It turns out that Pn Izura is less boring than I had imagined. Today’s class on Contract turned out to be fairly interesting and I learned quite a lot of things. Our lesson today focused on the most fundamental issue with contracts, which is – what exactly is a contract.
A friend of mine asked me to try to blog about the law as it applies to start-ups and this topic is probably as good a place to begin as any. So here goes. But before I begin to define what is a contract, I must preface this with a few disclaimers.
As Pn Izura says – there are general rules, exceptions and the reasonable man. I’ll just focus on the general rules here as they apply to start-ups and ignore most of the exceptions, which are what is likely to bite a person in the arse if we’re not careful.
Also, she noted that Malaysian Contract Law is a rather unique creature, being distinctly different from other Common Law countries.

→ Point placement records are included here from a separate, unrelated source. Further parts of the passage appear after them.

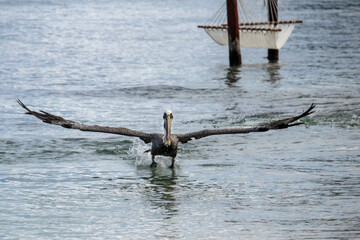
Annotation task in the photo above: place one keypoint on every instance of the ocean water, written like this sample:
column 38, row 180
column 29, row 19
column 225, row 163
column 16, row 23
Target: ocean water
column 122, row 63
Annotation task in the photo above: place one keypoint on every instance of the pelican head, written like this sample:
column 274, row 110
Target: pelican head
column 168, row 116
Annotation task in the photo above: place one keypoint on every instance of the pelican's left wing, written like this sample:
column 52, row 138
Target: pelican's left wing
column 57, row 120
column 279, row 124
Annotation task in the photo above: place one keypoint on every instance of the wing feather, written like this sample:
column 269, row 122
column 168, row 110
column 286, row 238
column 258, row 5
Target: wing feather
column 279, row 124
column 57, row 120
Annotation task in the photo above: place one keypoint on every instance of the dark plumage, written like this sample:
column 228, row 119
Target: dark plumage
column 166, row 144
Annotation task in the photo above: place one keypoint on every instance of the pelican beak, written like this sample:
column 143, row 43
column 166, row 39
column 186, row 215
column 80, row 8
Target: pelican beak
column 167, row 129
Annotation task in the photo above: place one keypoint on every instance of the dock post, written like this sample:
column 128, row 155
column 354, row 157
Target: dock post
column 233, row 33
column 273, row 54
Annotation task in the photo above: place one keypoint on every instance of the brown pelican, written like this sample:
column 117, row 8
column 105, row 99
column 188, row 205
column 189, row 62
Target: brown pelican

While the words and definitions may be the same, the interpretations can be wildly opposite.
To keep things simple – a contract is any agreement enforceable by law and must generally consist of the following five elements: offer, acceptance, consideration, intention, and capacity.
This may sound simple but an offer isn’t necessarily always an offer. An offer must be certain and must be legal. An offer must also be communicated to the other party.
In terms of general business communication, as a general rule, when a party asks for a price quote – that’s a request for information. When a quotation is issued to that party – that constitutes an offer. So for most intents and purposes, the quotation can become a legally binding document.
An offer must be differentiated from an invitation to treat (ITT). As a classic example – all goods displayed on a shelf are considered an ITT. An offer to buy is made when the customer brings the item to the cashier for payment.
An advertisement in a paper could also constitute an offer, depending on situation. If the advert is from a manufacturer for suppliers, distributors etc, it is generally considered an offer while an advert from the resellers are generally considered an ITT.
While I have not actually read the Electronic Commerce Act, which spells this out clearly, I’m guessing that a similar analogy can be drawn for items on display in a web-store.
As before, an acceptance is not always an acceptance. It is important to know what is an acceptance because an offer becomes legally binding upon acceptance. An acceptance must be communicated. An acceptance must be complete i.e. with no modifications to the offer. Otherwise, it becomes a counter-offer, which is a whole other can of worms.
As a general rule, since the quotation constitutes an offer, the purchase order becomes a clear communication of acceptance. Now, the key issue of contention then typically revolves around when an acceptance is communicated.
In a clear case, if the acceptance is a document such as the PO, the date of acceptance is when the document is posted out (even if it was never received by the party making the offer). A verbal acceptance is made when the party making the offer ‘hears’ of it. It is less clear when an acceptance is in the form of a conduct. It can also be in a very narrow form of silence.
Like I said, it’s complicated.
Consideration, in layman terms can be considered ‘win-win’ i.e. I get something, you get something. Of course, both of these ‘something’ must be perfectly legal.
It’s very clearly stated under S.26 of the law that if there is no consideration in the contract, it is void. There are very narrow instances where consideration is not needed to constitute a contract but these situations are less likely to occur in normal business situations.
Now, one major quirk with Malaysian Law is the different position we take with regards to ‘past consideration’. An example of this would be making an offer of payment for work done voluntarily by some good samaritan. In other countries, it’s not a contract but in Malaysia, a contract is entered into the moment the offer is made because the acceptance has already be performed in advance.
Talk about quirky – we can accept an offer before it is even made. I attribute this to your cultural situation in the country, where people are just very ‘nice and helpful’ in general.
This one is easy. As a general rule, all commercial contracts are presumed to be with intent. Therefore, if someone wants to wriggle their way out of a commercial contract, they would need to prove that there was no intent.
The general rule has evolved from interpreting the words in the contract to the intent behind the contract. What this means is that simply printing something like, “this contract is not legally binding” or “this is not a contract” will no longer fly with the courts.
This is even easier. As a general rule, any adult of sane mind has the capacity to enter freely into a contract. The only catch when it comes to start-ups might be when the person is a minor under the law (under 18). So, care must be taken when dealing with start-ups run by teenagers but otherwise, things are simple.
In summary, an offer is made when a quotation is given and an acceptance occurs when a PO is sent out. As long as both parties get something, a contract is entered into because intention is presumed in business contracts. Care needs to be taken when dealing with kids.
That’s about as simple as it gets.
PS: Of course, there are plenty of exceptions and case-by-case basis considerations. That’s why we need lawyers.